In 1654 John Og (young) got his crowds to their boats and went to Beginis - nearby but Cromwell's crowd were not makers of boats, and his (John O's descendants) lived in Beginis in two story houses till early this century - when one went to Valentia Island and his sons -Daniel - who has fishing boat called Christmas Eve and a nice bungalow and wife and children -Four sons who trained in wireless station (Western Union now closed) and who writes articles for various newspapers -mainly about football or piping. He is a piper, too.  A book published lately in Killorglin, County Kerry by local Historical Society- called Cois Learnod pronounced Kush Lhowna -meaning - beside the Hanne- Haune river drains Killarney lakes to sea.  We (MacC.s) are mentioned - came from Rienard (sic) to Miltown -bought land -linen mills and came, it says, in 1400. I think that's a bit early -must find out source of date.  But MacCrohan sheets were much prized.  Book is five pounds or was it four, I got present of mine -I think -I sent 10 pounds -10 Dollars with you now to Sec.
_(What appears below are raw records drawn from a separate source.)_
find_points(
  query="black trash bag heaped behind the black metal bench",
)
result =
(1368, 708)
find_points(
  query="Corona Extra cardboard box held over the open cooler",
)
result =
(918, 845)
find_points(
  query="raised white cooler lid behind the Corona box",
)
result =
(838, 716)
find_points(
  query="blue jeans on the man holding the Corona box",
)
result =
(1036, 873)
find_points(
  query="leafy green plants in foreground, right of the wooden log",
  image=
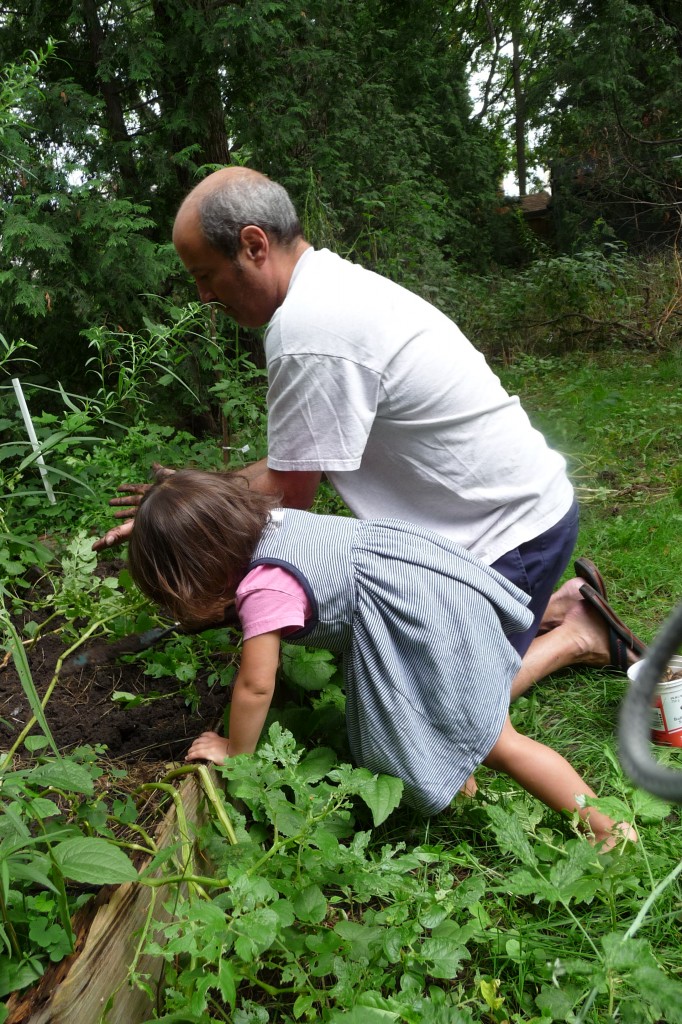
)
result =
(310, 915)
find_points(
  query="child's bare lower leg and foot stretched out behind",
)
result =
(549, 778)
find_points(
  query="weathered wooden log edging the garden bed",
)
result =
(78, 990)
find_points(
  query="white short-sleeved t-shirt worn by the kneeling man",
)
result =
(378, 390)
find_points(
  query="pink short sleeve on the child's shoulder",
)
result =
(272, 599)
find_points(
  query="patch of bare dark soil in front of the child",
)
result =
(81, 711)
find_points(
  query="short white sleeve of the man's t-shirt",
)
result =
(321, 411)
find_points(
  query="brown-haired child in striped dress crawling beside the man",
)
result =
(421, 625)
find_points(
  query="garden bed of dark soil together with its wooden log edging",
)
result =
(135, 744)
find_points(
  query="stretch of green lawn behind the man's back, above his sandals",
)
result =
(618, 419)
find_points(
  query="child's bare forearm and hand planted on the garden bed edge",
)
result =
(251, 701)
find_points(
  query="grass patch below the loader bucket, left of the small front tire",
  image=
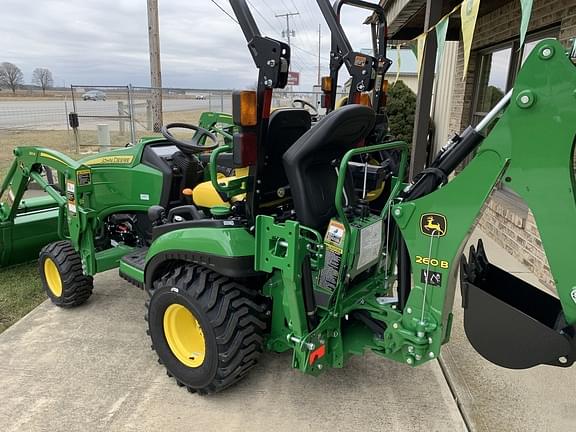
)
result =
(20, 292)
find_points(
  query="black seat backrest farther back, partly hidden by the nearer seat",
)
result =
(284, 129)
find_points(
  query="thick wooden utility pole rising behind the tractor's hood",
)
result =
(155, 72)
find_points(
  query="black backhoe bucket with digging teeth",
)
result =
(510, 322)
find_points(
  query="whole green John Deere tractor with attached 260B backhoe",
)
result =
(287, 254)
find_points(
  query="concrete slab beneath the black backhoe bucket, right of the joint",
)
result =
(497, 399)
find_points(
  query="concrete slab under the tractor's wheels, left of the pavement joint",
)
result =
(91, 369)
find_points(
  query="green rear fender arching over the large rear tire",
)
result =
(228, 251)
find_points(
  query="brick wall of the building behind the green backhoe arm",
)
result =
(517, 233)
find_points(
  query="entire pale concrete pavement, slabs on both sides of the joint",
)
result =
(91, 368)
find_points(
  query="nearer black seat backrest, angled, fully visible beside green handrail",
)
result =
(308, 163)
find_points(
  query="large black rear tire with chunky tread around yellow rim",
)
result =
(232, 317)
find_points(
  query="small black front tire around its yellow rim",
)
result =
(76, 286)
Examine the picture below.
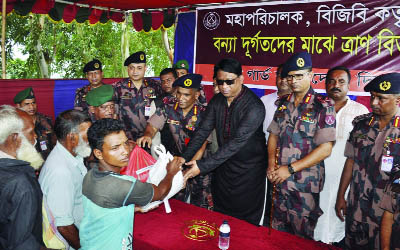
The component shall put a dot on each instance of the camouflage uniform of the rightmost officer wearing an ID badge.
(365, 146)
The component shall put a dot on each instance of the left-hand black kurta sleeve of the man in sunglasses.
(205, 128)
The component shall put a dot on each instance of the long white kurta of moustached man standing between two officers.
(329, 227)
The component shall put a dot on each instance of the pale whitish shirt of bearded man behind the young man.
(61, 182)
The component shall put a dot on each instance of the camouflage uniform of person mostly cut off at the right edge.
(391, 203)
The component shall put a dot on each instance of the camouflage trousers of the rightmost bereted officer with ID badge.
(360, 235)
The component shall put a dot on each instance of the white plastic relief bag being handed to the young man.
(157, 173)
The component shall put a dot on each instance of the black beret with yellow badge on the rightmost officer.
(385, 84)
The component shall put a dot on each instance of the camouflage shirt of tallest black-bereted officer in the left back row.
(132, 102)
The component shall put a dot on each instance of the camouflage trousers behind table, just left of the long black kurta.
(199, 190)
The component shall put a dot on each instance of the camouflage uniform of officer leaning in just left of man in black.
(182, 130)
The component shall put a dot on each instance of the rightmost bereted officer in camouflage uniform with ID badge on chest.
(371, 151)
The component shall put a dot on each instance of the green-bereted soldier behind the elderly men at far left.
(46, 138)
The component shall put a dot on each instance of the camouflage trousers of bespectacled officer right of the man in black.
(296, 213)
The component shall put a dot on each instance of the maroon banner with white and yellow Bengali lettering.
(361, 35)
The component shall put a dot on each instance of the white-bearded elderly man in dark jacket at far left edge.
(20, 194)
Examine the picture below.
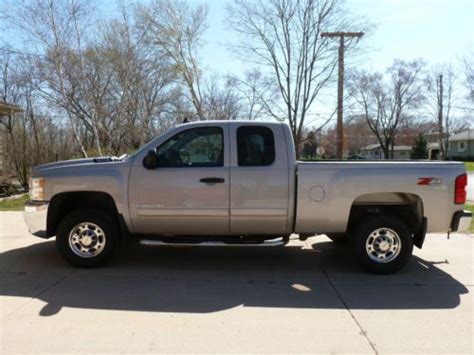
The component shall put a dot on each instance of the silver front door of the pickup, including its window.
(188, 193)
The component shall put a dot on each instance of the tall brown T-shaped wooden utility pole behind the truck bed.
(340, 83)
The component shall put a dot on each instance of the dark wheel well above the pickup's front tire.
(64, 203)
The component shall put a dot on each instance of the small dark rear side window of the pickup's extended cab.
(255, 146)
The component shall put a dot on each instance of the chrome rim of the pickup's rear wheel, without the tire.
(383, 245)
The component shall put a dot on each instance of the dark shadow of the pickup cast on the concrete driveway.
(200, 280)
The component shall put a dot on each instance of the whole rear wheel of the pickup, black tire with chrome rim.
(380, 226)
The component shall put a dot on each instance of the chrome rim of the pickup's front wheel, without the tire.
(87, 240)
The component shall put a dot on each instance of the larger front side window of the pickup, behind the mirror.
(196, 147)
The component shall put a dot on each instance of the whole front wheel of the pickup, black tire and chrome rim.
(87, 238)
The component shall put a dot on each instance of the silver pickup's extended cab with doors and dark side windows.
(215, 178)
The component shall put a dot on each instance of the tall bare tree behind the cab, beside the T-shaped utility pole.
(285, 37)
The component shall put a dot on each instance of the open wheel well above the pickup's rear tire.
(405, 206)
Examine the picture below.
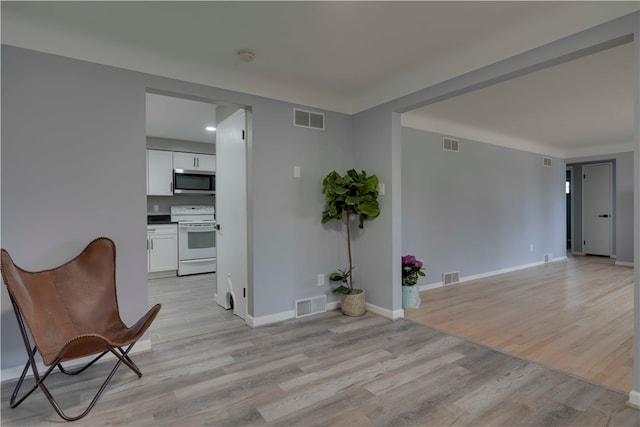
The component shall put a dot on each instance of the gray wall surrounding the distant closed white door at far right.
(622, 202)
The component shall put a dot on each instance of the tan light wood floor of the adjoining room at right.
(574, 315)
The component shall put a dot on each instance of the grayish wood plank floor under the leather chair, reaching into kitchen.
(324, 370)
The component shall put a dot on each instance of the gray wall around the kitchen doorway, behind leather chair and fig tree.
(73, 163)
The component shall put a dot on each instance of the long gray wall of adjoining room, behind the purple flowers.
(478, 210)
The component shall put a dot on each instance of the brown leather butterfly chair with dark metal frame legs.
(71, 312)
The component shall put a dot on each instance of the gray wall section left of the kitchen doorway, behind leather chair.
(73, 139)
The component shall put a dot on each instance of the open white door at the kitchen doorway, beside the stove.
(231, 213)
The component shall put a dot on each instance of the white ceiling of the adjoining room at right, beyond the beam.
(582, 107)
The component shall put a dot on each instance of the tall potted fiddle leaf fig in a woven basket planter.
(349, 196)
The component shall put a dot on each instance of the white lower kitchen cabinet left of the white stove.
(162, 247)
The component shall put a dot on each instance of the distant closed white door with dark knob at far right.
(596, 209)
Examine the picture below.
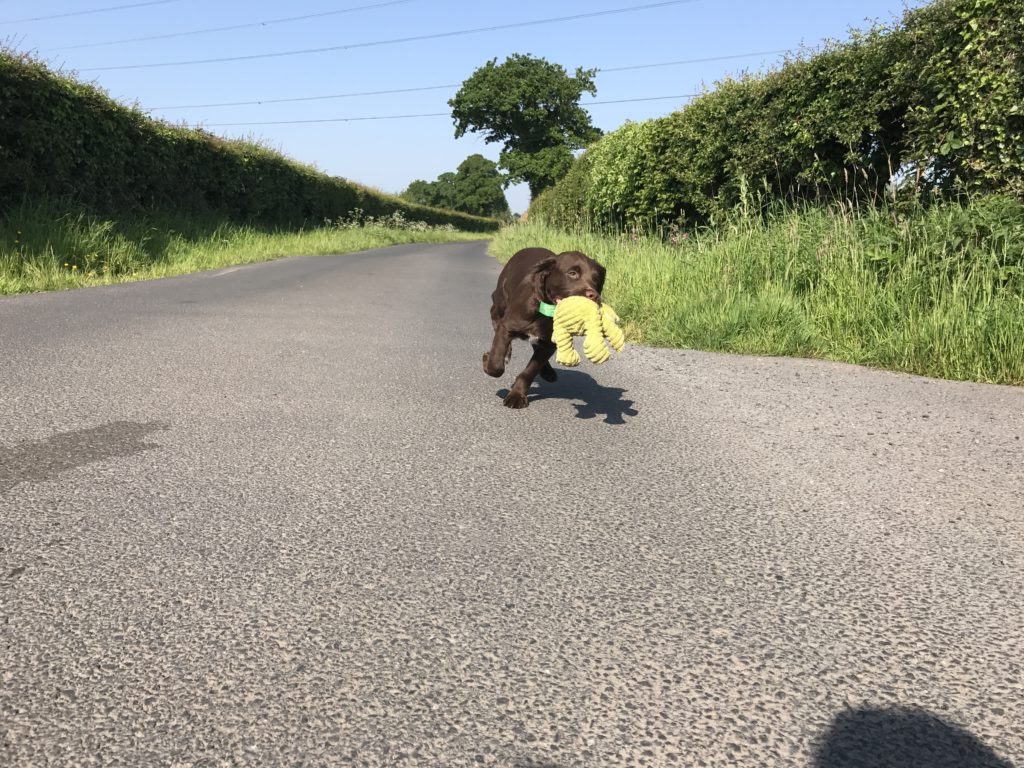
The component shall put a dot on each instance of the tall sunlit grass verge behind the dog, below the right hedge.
(937, 292)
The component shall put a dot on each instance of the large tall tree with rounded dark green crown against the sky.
(533, 107)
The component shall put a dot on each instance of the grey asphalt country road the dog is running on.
(278, 516)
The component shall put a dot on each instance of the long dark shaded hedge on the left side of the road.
(63, 140)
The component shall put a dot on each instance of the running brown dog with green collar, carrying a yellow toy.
(533, 282)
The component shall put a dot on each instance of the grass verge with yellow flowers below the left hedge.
(45, 249)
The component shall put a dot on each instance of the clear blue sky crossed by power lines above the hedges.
(390, 154)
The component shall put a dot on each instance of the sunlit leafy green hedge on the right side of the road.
(934, 106)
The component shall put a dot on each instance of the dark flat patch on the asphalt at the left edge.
(40, 461)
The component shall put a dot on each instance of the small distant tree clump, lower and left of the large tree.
(476, 188)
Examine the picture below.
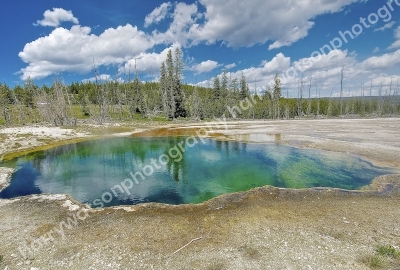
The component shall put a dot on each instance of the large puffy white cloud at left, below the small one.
(75, 50)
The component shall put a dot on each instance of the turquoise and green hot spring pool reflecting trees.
(178, 170)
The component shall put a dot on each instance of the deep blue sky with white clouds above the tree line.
(257, 38)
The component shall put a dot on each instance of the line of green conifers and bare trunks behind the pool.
(101, 101)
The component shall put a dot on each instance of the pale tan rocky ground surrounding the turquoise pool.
(265, 228)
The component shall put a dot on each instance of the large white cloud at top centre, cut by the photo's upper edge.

Sean O'Sullivan -Langford Street, Killorglin to send copy to California.  The postage overseas from here is awful, I think but it is very readable and you'll see your name in praising print in native country of your ancestors. You will see about Admiral MacCrohan in enclosed -look for that book, too- it will be nearly 20 Dollars $19.95 here, I believe. Put it on coffee table and invite the Biggs around! MacCrohans are bigger!  Helen hasn't a hope.  English name, I think. Since the American wars!  Order books and get brothers near Chicago  - Perhaps Irish books available there.


Anna Fullam


P.S. Forgot to say MacCrohans were smugglers (hush!) from France!  Daniel MacCrohan was O'Connell's (or Derrynane) agent at Nantes.  Wool and hides went to France and guess what came back - claret and brandy and an odd silk piece for the ladies.  Which some not mentioned. Claret usual reference.